Al Khor Industrial Area (صناعية الخور; also known as Umm Qayn) is an industrial zone in Qatar located in the municipality of Al Khor. It is situated between Al Khor City, the municipal seat, and Al Thakhira. The government placed a moratorium on the area in 2005 but lifted it in 2017.

==History==
In 2005, the Ministry of Municipality and Urban Planning froze all building permits in the area, opting to create a new industrial area closer to Umm Birka and Simaisma instead. Over the following years, infrastructure in the Al Khor Industrial Area suffered; the buildings were in disrepair and debris lined the streets. Rent prices were drastically raised in both the Al Khor Industrial Area and its neighboring areas, and some companies based in the area had to suspend their projects. The Al Khor Municipal Council petitioned the ministry to lift the moratorium in order to boost economic growth, and in 2017 the ministry obliged.

==Infrastructure==
In December 2014, Ashghal (The Public Works Authority) signed a $16.8 million contract with ALCAT Contracting Qatar to refurbish the industrial area amidst its plan to reopen the area for business. As part of the project, a 9 km-long boundary wall will surround the premises. The project had a planned start date of early 2015 and an estimated completion date of late 2015.

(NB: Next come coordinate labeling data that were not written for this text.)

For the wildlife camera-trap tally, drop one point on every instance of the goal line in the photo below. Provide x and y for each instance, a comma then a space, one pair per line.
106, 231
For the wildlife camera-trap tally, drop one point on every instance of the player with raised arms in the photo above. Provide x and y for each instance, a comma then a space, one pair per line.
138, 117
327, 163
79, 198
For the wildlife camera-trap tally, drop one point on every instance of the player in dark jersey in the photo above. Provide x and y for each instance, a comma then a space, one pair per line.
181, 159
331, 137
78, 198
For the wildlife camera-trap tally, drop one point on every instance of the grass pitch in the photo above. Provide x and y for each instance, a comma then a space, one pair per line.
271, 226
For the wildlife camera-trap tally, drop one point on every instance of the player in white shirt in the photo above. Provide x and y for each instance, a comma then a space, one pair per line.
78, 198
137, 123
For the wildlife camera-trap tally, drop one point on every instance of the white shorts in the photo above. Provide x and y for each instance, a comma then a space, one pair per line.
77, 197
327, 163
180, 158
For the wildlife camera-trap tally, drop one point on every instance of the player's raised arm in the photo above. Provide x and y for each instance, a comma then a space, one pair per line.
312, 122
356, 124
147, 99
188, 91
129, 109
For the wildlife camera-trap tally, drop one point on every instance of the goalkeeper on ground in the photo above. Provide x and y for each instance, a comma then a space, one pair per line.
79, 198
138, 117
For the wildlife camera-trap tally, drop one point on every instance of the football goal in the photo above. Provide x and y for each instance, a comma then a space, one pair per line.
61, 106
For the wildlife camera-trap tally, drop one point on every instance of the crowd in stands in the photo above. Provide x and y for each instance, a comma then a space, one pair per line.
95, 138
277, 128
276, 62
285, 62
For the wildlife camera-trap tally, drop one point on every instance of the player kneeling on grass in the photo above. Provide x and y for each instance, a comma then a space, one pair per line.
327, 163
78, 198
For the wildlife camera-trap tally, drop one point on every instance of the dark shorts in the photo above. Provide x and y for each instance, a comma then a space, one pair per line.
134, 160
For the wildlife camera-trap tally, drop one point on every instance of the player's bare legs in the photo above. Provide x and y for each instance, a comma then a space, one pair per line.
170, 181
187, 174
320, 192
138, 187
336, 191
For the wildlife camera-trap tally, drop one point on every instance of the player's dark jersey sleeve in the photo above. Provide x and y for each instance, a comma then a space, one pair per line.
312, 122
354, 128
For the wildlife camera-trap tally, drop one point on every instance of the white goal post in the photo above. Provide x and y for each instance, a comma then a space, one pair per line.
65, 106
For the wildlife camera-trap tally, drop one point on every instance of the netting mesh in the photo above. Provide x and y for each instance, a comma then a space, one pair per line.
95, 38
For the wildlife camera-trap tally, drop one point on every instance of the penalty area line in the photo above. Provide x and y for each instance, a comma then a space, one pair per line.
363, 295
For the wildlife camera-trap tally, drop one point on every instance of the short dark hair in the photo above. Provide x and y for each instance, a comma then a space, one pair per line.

Numerous car repair shops, fabrication workshops and carpentry factories are based in the Al Khor Industrial Area, although industrial growth was virtually non-existent from 2005 to 2017 due to the expansion ban. Industrial companies with a presence in the area include a branch of Buzwair Scientific and Technical Gases, a plant machinery and vehicles workshop and a fabrication workshop belonging to Al Jaber Engineering, and the headquarters of the Seashore Group.

==Sports==
Barwa Al Khor formally opened Al Khor Workers Sports Complex in the Al Khor Industrial Area in February 2014. Intended to serve the entire municipality of Al Khor as well as portions of Al Shamal Municipality, the sporting facilities within this massive complex include four cricket fields, four football fields, four basketball courts and three volleyball courts. In addition, there are 35 shops, 2 cinemas and a mosque among its facilities. In 2015, over 500,000 people had visited the complex. On certain occasions such as Qatar National Day, the venue hosts cultural events.